Brain Tumors: Types, Causes, Symptoms & Side Effects

Instructor: Amanda Robb

Amanda holds a Masters in Science from Tufts Medical School in Cellular and Molecular Physiology. She has taught high school Biology and Physics for 8 years.

This lesson is about brain tumors, or uncontrolled growth of cells in the brain. We will go over different types of brain cancer, causes, symptoms and side effects of treatment.

Tumors Versus Cancer

Cells are only supposed to grow a certain amount. Think about how we grow during childhood. We eventually stop growing and cell division, or the process of making new cells, slows down. But, what happens if we can't turn on the breaks for cell division? What would happen to our bodies? The answer is tumors.
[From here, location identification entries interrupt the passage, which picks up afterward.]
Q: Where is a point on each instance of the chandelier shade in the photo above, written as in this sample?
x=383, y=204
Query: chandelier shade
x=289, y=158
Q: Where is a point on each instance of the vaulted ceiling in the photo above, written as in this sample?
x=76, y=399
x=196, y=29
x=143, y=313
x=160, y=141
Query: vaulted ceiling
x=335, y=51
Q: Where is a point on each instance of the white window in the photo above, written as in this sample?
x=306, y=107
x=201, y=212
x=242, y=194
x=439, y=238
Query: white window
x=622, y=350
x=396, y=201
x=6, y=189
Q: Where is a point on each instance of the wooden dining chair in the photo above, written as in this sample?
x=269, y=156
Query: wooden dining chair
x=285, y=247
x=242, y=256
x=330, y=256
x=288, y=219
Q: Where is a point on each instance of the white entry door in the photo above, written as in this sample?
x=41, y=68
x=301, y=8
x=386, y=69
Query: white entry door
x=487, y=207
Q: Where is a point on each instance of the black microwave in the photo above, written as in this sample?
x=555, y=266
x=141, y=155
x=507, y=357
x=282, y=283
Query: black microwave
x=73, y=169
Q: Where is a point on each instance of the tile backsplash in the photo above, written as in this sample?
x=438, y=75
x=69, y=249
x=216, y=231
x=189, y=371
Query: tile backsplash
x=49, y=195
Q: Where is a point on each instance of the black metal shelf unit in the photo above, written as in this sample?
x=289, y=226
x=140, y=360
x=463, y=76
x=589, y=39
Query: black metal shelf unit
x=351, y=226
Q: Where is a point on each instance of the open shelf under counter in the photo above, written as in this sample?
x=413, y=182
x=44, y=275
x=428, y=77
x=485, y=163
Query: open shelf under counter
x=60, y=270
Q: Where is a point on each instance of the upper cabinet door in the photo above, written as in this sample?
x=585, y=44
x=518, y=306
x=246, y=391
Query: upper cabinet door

Tumors are masses of uncontrolled cell growth. The word tumor is usually associated with cancer, but it doesn't always turn into cancer. A tumor just means an area of the body where cells are growing out of control. When a tumor becomes cancerous, it starts to move around the body and invading other tissues. Think of a tumor as an army in reserve, not actively being deployed yet. During cancer, our armies mobilize and invade other countries.

The tumor on the right does not invade other tissues, where as the cancer cells on the left do
tumor vs. cancer

A brain tumor is a mass of uncontrolled cell growth, specifically in the brain. The tumor may be benign, meaning non-invasive, or cancerous, meaning it invades other tissues. Tumors still crowd out other functioning cells in the area, so both are dangerous for the person.

Types of Brain Tumors

There are two main types of brain tumors, and each one is classified based on what kind of cells are dividing out of control.

The first type of brain cancer is gliomas. Gliomas occur when supporting cells in the brain divide out of control. Types of supporting cells include astrocytes, glial cells, and Schwann cells. These cells help the main cells in the brain, the neurons, by providing physical support, nutrients and protecting them.

Glioblastoma in a cross section of the brain

Non-Glioma tumors occur when the actual cells of the brain, neurons, or the cells that make up the layers surrounding the brain, called the meninges, divide out of control. Below is a picture of a meningioma, a tumor of the meninges, the outer layer of the brain.


Certain parts of the brain form tumors more often than others. The cerebellum, pituitary gland and meninges are the most common site of tumors in the brain.

What Causes Brain Tumors?

As we've stated, all tumors are caused by uncontrolled cell growth. There are three main factors that can cause tumors to form, chemicals in the environment, called carcinogens, pathogens, or genetics.

Chemicals in the environment that can cause tumors are called carcinogens. Normally, the cell has a series of signals, similar to traffic lights, that tell it to keep growing and dividing, or to stop. Carcinogens change the cell's DNA, creating mutations, which cause the cell to no longer listen to those stop and go signals. The result is a cell that can't tell when to stop dividing and creates a tumor.

DNA after exposure to a carcinogen
mutations in DNA

Pathogens are bacteria or viruses that can infect our bodies. Sometimes, these pathogens can insert their DNA into the brain cells' DNA. The pathogen's DNA tells the cell to continue dividing despite needing to stop. Notice that pathogens insert their DNA into the brain cells' DNA, whereas chemicals change the DNA sequence.

Genetic mutations can also cause brain tumors. Pathogens or carcinogens can cause mutations to happen, but sometimes people inherit a mutation from a parent or it might occur by accident during normal cellular processes. When cells make more DNA, which is necessary to make new cells, sometimes there are mistakes in copying, which lead to mutations. These mutations are typically in genes that regulate many other genes in the cell, causing the changes in cell division to amplify.